The World’s Wit and Humor: An Encyclopedia in 15 Volumes. 1906.

Thomas Carlyle (1795–1881)

Adamitism

From “Sartor Resartus”

“OFTEN, in my atrabiliar moods, when I read of pompous ceremonials, Frankfort Coronations, Royal Drawing-rooms, Levees, Couchees; and how the ushers and macers and pursuivants are all in waiting; how Duke this is presented by Archduke that, and Colonel A by General B, and innumerable Bishops, Admirals, and miscellaneous Functionaries are advancing gallantly to the Anointed Presence; and I strive, in my remote privacy, to form a clear picture of that solemnity—on a sudden, as by some enchanter’s wand, the—shall I speak it?—the Clothes fly off the whole dramatic corps; and Dukes, Grandees, Bishops, Generals, Anointed Presence itself, every mother’s son of them, stand straddling there, not a shirt on them; and I know not whether to laugh or weep. This physical or psychical infirmity, in which perhaps I am not singular, I have, after hesitation, thought right to publish, for the solace of those afflicted with the like.”

Would to Heaven, say we, thou hadst thought right to keep it secret! Who is there now that can read the five columns of Presentations in his Morning Newspaper without a shudder? Hypochondriac men, and all men are to a certain extent hypochondriac, should be more gently treated. With what readiness our fancy, in this shattered state of the nerves, follows out the consequences which Teufelsdröckh, with a devilish coolness, goes on to draw:

“What would Majesty do, could such an accident befall in reality; should the buttons all simultaneously start, and the solid wool evaporate, in very Deed, as here in Dream? Ach Gott! How each skulks into the nearest hiding place; their high State Tragedy (Haupt- und Staats-Aktion) becomes a Pickleherring-Farce to weep at, which is the worst kind of Farce; the tables (according to Horace), and with them, the whole Fabric of Government, Legislation, Property, Police, and Civilised Society, are dissolved, in wails and howls.”

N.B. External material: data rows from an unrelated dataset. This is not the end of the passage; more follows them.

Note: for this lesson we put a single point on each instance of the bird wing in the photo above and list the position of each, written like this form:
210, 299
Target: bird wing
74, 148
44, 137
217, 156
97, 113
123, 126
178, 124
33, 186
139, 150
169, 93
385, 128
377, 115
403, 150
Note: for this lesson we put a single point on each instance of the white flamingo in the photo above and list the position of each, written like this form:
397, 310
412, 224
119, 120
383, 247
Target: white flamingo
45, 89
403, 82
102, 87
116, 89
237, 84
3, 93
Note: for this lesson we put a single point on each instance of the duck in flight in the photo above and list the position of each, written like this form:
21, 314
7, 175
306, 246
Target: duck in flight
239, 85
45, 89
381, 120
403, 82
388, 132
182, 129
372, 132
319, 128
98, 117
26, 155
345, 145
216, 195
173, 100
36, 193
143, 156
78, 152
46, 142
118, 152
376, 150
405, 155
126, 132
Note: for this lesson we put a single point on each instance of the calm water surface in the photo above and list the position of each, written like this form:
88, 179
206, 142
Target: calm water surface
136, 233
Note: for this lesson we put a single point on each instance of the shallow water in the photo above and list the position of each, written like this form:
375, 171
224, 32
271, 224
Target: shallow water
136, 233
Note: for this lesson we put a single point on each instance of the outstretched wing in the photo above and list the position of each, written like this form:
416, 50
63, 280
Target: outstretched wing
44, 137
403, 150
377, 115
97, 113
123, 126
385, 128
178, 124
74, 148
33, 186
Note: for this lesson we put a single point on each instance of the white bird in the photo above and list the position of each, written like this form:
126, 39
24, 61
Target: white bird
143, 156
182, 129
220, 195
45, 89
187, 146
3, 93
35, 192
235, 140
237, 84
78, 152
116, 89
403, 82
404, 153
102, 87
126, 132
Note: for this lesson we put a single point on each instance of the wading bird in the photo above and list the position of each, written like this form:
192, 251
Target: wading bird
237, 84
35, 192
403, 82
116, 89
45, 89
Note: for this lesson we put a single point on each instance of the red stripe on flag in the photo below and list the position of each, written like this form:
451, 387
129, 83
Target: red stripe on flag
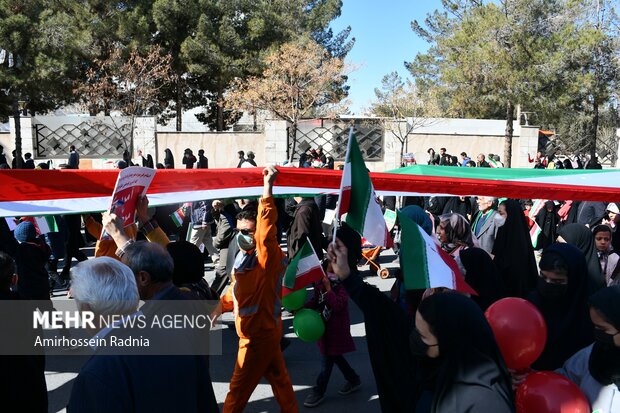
459, 280
33, 185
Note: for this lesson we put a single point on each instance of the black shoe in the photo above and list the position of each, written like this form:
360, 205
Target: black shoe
314, 399
349, 388
284, 343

Lives the man that can figure a naked Duke of Windlestraw addressing a naked House of Lords? Imagination, choked as in mephitic air, recoils on itself, and will not forward with the picture. The Woolsack, the Ministerial, the Opposition Benches—infandum—infandum! And yet—why is the thing impossible? Was not every soul, or rather every body, of these Guardians of our Liberties, naked, or nearly so, last night, “a forked Radish with a head fantastically carved?” And why might he not, did our stern Fate so order it, walk out to St. Stephen’s, as well as into bed, in that no-fashion, and there, with other similar Radishes, hold a Bed of Justice?” Solace of those afflicted with the like!” Unhappy Teufelsdröckh, had man ever such a “physical or psychical infirmity” before? And now how many, perhaps, may thy unparalleled confession (which we, even to the sounder British world, and goaded on by Critical and Biographical duty, grudge to reimpart) incurably infect therewith! Art thou the malignest of Sansculottists, or only the maddest?

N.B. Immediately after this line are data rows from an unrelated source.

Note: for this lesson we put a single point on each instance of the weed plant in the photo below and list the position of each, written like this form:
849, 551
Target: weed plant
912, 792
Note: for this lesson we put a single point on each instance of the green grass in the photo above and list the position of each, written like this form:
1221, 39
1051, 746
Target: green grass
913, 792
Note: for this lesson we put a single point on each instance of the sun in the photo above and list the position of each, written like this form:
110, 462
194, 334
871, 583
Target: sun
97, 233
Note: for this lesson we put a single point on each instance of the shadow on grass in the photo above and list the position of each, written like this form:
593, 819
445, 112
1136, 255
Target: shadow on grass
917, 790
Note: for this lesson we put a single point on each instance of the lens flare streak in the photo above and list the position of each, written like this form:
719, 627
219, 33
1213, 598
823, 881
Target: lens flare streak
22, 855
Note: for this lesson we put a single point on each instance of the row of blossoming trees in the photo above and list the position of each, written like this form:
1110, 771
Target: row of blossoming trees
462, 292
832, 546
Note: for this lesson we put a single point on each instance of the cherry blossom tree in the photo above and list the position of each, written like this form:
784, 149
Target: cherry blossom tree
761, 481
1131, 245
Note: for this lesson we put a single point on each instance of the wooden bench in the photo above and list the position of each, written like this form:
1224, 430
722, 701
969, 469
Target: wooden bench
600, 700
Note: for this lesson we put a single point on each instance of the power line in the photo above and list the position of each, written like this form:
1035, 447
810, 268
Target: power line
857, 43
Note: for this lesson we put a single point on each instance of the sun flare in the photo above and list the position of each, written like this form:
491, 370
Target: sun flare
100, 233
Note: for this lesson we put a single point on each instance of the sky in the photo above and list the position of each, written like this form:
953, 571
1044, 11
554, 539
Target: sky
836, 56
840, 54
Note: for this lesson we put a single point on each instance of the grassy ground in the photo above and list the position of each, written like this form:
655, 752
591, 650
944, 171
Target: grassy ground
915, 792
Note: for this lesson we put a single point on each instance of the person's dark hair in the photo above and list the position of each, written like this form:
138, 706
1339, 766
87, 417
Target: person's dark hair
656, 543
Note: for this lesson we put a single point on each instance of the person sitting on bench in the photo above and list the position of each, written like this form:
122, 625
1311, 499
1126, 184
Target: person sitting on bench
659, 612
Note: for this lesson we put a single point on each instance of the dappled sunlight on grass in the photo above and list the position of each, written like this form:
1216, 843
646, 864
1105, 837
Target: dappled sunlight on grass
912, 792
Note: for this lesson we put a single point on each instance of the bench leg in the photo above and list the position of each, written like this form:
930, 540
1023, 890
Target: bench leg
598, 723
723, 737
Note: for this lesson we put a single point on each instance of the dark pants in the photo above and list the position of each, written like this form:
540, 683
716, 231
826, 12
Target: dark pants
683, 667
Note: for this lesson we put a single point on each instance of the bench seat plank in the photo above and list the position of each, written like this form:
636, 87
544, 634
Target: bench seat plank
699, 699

“It will remain to be examined,” adds the inexorable Teufelsdröckh, “in how far the SCARECROW, as a Clothed Person, is not also entitled to benefit of clergy, and English trial by jury: nay, perhaps, considering his high function (for is not he, too, a defender of Property, and Sovereign armed with the terrors of the Law?), to a certain royal Immunity and Inviolability—which, however, misers and the meaner class of persons are not always voluntarily disposed to grant him.”